43. İstanbul Müzik Festivali kapsamında, klasik müzik dünyasının sayılı kadın şeflerinden Klavsen Emmanuelle Haïm, topluluğu Le Concert d’Astrée ve Mezzosoprano Magdalena Kozena eşliğinde, Aya İrini’de eşsiz bir Barok müziği konseri verdi. Dinleti öncesinde Emmanuelle Haim ile Çırağan Oteli’nde bir araya gelerek sıcak bir sohbet gerçekleştirdik

Tamara PUR Sanat
1 Temmuz 2015 Çarşamba

“Tek bir yaratıcı eylem, koskoca bir kıtayı besleme potansiyeli taşır. Yaratıcı bir eylem, taşları sürükleyecek bir sele yol açabilir.” Kendini gerçekleştirmek de yaratıların en kutsalı en büyülüsü değil midir?
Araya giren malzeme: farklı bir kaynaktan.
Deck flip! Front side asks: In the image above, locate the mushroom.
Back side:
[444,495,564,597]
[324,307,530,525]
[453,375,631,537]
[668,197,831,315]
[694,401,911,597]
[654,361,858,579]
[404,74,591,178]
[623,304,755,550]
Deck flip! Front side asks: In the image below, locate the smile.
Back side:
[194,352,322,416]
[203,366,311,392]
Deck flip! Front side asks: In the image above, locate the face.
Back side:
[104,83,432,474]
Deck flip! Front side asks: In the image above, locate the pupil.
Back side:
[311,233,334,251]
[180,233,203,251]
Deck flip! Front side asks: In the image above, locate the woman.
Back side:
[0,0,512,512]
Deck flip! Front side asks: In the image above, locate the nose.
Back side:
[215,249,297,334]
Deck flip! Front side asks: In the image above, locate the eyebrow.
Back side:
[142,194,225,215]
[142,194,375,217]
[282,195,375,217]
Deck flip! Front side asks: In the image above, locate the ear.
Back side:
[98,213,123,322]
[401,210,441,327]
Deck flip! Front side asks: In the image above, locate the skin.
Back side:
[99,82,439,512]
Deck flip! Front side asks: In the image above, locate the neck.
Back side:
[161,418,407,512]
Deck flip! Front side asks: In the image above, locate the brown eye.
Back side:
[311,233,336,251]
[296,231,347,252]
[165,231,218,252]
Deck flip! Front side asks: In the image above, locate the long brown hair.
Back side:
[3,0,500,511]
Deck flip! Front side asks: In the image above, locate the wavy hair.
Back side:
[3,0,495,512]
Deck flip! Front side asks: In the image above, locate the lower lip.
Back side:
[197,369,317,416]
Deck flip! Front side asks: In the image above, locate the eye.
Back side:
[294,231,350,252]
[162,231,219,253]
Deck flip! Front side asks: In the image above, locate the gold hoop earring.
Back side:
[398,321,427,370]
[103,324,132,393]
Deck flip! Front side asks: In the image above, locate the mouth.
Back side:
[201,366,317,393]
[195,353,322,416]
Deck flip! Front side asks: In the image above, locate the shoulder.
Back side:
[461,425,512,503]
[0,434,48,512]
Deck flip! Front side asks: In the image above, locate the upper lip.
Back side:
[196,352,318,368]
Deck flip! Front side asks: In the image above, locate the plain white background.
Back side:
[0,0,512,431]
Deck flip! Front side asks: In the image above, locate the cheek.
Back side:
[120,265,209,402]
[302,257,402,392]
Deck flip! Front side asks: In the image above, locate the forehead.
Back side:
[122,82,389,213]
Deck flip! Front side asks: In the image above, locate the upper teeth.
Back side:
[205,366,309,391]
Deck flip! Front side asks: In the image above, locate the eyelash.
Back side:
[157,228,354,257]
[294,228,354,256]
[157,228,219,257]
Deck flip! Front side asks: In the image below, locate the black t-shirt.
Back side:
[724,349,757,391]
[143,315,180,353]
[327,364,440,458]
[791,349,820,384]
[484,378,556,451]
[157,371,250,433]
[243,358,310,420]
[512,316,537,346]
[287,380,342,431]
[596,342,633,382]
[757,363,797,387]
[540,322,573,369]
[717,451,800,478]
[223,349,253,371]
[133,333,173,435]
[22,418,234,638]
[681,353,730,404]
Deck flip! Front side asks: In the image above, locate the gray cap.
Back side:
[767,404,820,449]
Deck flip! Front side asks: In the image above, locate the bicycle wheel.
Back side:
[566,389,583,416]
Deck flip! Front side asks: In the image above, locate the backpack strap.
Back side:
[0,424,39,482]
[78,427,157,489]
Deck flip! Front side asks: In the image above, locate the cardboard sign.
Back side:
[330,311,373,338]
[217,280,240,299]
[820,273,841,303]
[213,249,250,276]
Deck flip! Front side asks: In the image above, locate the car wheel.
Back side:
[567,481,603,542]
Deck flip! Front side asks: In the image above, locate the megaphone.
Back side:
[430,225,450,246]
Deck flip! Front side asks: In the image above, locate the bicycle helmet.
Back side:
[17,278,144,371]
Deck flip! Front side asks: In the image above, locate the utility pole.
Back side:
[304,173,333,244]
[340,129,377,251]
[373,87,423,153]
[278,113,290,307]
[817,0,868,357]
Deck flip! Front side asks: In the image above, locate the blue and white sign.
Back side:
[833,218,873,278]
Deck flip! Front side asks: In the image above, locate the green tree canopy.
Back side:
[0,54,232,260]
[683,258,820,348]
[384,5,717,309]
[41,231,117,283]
Yola çıkıldı mı dönüşü olmayan sürekli değişimi tetikleyen bir maceradır artık ‘yaratıcılık.’

Bir süre önce “bir kadın orkestra şefiyle söyleşi yapar mısın?” dendiğinde hiç düşünmeden “evet” demiştim. Çok ilgimi çekmişti. Nasıl bir duyguydu bir kadın olarak uyum içinde bir orkestrayı yönetmek, yönetirken yaratmak, dönüşmek…

Emmanuelle Haïm ile konuşmaya başladığımızda kendimizi giderek bir aile ortamında bulduk.

 İstanbul’a ilk gelişiniz mi?

Yirmi beş sene önce gelmiştim. Burada Sefarad kökenli akrabalarım var. Azarya ve Haïm aileleri. Büyük babamlar 1920’de Türkiye’den Fransa’ya göç etmişler. Bir daha da buraya dönmediler. Taksim’de yaşayan bir teyzem, şimdi Büyükada’da olan akrabalarım var. Belki büyükbabamlar Fransa’ya gitmeseydi, burada doğacaktım. Fransa’da doğdum. Paris’i çok seviyorum. Bu gelişimde İstanbul’da yapılanmanın hızla ilerlediğini gördüm. Gökdelenler her tarafta. Yıllar önce yalılara imrenirdim, şimdi ise yol geçiyor önlerinden. Tabii bu gördüklerim üzücü.

 Orkestra şefi olmaya nasıl karar verdiniz? Ailede müziğe ilgi var mıydı?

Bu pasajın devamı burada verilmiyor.